By Svea Herbst-Bayliss
NEW YORK (Reuters) -Activist investor Starboard Value owns an 8% stake in BILL Holdings and may run a boardroom challenge to push for changes at the financial automation software company that serves small and midsize businesses around the world, two sources familiar with the matter told Reuters.
BILL Holdings, which has a market value of nearly $5 billion and sees more than 1% of U.S. gross domestic product flow through its platform, saw its stock price lose nearly half of its value since January.
Since its initial public offering in 2019, the San Jose-headquartered company’s shares have gained 17% but have tumbled 86% from their all-time high in November 2021 to $46.88 on Thursday. The company acknowledged that its stock is undervalued when it announced a $300 million share repurchase plan in August.
Starboard has been building the position as BILL Holdings’ stock price dropped recently. The firm is expected to make a filing with the U.S. Securities and Exchange Commission, which requires asset managers to report holdings at U.S. companies where their stake exceeds 5% and they plan to push for changes, said the sources who are familiar with the matter but not permitted to discuss it publicly.
Starboard could not be reached for comment. BILL Holdings was not immediately available for comment.
While the company is expecting revenue to grow by as much as 15%, it trades at only three times revenue, making it one of the least expensive technology companies, analysts have said.
Four of the company’s 12 directors will stand for election at this year’s annual meeting and the sources said Starboard may nominate as many as four director candidates before the Saturday deadline.
Further details about Starboard’s plans for changes at BILL Holdings could not be learned.

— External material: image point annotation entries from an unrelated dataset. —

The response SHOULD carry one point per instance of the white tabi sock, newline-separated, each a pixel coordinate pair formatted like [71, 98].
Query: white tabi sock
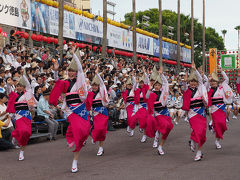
[74, 164]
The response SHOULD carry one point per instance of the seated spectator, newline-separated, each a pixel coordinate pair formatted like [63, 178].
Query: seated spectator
[43, 110]
[5, 121]
[2, 86]
[37, 93]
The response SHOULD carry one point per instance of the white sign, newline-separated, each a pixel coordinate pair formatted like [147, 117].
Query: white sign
[228, 61]
[88, 26]
[15, 13]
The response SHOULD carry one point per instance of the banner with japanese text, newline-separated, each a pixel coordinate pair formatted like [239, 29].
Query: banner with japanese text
[212, 60]
[15, 13]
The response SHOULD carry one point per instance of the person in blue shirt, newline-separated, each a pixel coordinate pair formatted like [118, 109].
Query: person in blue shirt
[43, 109]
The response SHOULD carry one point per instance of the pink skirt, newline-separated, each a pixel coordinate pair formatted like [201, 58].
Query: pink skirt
[151, 126]
[219, 123]
[22, 131]
[131, 120]
[164, 125]
[78, 131]
[141, 117]
[100, 127]
[198, 124]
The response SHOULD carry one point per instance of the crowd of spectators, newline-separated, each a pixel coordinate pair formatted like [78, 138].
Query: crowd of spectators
[37, 62]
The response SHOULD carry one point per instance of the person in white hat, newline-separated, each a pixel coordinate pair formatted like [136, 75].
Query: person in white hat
[157, 108]
[75, 90]
[195, 99]
[128, 97]
[20, 103]
[97, 101]
[141, 103]
[218, 96]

Starboard often nominates director candidates and then settles later with target companies like Band-Aid maker Kenvue, where the firm’s chief executive officer and chief investment officer Jeff Smith now serves as a director, and at software design company Autodesk, where two independent directors joined the board earlier this year.

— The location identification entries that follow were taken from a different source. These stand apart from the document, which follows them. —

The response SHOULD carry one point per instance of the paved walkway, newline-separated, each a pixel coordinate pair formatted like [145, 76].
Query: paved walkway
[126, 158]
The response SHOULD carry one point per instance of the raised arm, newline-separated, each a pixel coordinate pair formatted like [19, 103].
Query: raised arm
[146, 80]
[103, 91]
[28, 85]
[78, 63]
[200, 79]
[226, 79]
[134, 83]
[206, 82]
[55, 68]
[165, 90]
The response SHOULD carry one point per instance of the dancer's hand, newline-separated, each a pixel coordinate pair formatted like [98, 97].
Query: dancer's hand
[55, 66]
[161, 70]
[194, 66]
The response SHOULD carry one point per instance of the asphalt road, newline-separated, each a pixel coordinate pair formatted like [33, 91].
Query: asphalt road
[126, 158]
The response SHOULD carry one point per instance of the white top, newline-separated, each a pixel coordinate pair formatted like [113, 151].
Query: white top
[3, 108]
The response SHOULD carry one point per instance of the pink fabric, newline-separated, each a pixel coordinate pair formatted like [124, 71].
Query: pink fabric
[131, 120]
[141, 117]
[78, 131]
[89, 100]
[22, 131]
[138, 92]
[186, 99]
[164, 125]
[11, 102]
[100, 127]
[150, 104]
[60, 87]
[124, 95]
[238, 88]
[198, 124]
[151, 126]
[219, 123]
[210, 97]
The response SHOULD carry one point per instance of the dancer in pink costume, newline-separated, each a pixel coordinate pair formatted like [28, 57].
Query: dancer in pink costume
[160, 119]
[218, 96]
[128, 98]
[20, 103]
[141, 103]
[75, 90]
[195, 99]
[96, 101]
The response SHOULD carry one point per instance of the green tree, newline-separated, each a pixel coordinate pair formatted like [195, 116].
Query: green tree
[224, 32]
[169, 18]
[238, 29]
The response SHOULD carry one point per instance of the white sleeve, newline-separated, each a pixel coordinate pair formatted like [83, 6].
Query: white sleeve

In its 10-K annual report filed last month, the company said its “business could be negatively affected as a result of actions by or proposals from activist stockholders,” adding that a proxy contest could cost time and money and that “if an activist were to emerge, their activities could interfere with our ability to execute our strategies and divert resources from our business.”
Starboard’s new stake in BILL Holdings comes at a time several of the company’s rivals have been purchased by strategic buyers or private equity companies. The M&A markets became more active after investors felt more comfortable with President Donald Trump’s new tariff and tax policies.

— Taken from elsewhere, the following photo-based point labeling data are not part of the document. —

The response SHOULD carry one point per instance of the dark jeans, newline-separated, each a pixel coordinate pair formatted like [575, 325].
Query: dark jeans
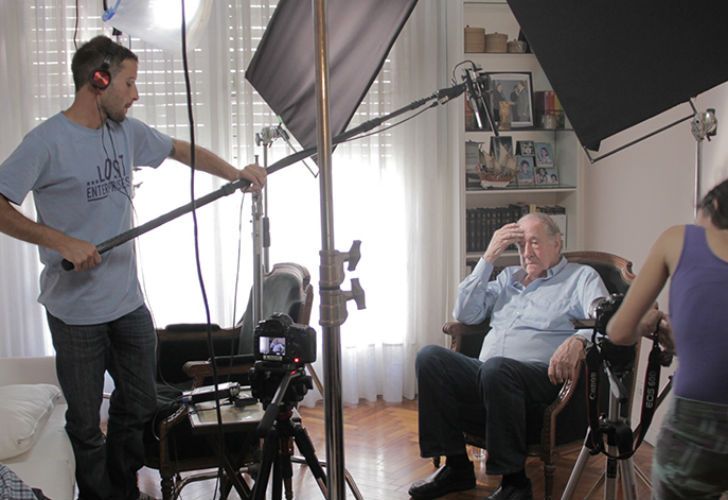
[106, 468]
[461, 394]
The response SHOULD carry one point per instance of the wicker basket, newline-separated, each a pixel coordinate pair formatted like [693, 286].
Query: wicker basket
[496, 42]
[474, 39]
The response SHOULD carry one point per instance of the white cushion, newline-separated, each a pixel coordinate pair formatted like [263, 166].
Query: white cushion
[24, 410]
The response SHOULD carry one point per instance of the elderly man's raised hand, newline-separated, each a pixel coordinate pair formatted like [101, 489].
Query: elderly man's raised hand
[504, 237]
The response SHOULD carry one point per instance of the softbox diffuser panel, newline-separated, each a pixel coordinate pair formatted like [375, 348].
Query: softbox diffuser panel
[360, 34]
[616, 63]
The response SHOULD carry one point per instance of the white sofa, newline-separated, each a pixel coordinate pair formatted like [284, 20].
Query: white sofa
[48, 464]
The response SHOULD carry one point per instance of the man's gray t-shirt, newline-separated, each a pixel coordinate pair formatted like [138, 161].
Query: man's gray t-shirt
[81, 181]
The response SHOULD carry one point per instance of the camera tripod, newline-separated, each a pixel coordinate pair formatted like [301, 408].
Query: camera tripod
[279, 429]
[617, 420]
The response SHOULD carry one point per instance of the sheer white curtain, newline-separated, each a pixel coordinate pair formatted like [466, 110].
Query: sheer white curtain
[391, 190]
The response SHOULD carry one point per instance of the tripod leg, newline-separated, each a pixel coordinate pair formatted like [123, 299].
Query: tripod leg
[629, 486]
[305, 446]
[270, 452]
[576, 471]
[277, 491]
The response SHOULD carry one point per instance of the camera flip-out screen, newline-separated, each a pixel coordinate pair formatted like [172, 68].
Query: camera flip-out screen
[273, 348]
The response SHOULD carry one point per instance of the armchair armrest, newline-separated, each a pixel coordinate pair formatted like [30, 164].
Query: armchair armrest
[457, 329]
[548, 431]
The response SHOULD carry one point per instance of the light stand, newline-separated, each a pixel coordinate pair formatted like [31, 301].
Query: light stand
[704, 126]
[261, 243]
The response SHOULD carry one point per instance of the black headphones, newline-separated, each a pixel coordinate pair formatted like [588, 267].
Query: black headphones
[101, 77]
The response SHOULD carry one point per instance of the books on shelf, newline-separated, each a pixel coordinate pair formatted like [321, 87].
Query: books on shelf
[481, 223]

Melio is being bought by Xero while AvidXchange is being purchased by private equity company TPG and Esker was bought by Bridgepoint. The pace of activity has led some analysts to speculate that BILL Holdings might also be an attractive acquisition candidate.
Starboard is known for proposing operational improvements and pushing for strategic changes at its target companies and the firm has a history of making investments in the technology sector. The firm has also been especially busy in recent months, reporting a more than 9% stake in engineering materials maker Rogers and a more than 9% investment in travel company Tripadvisor.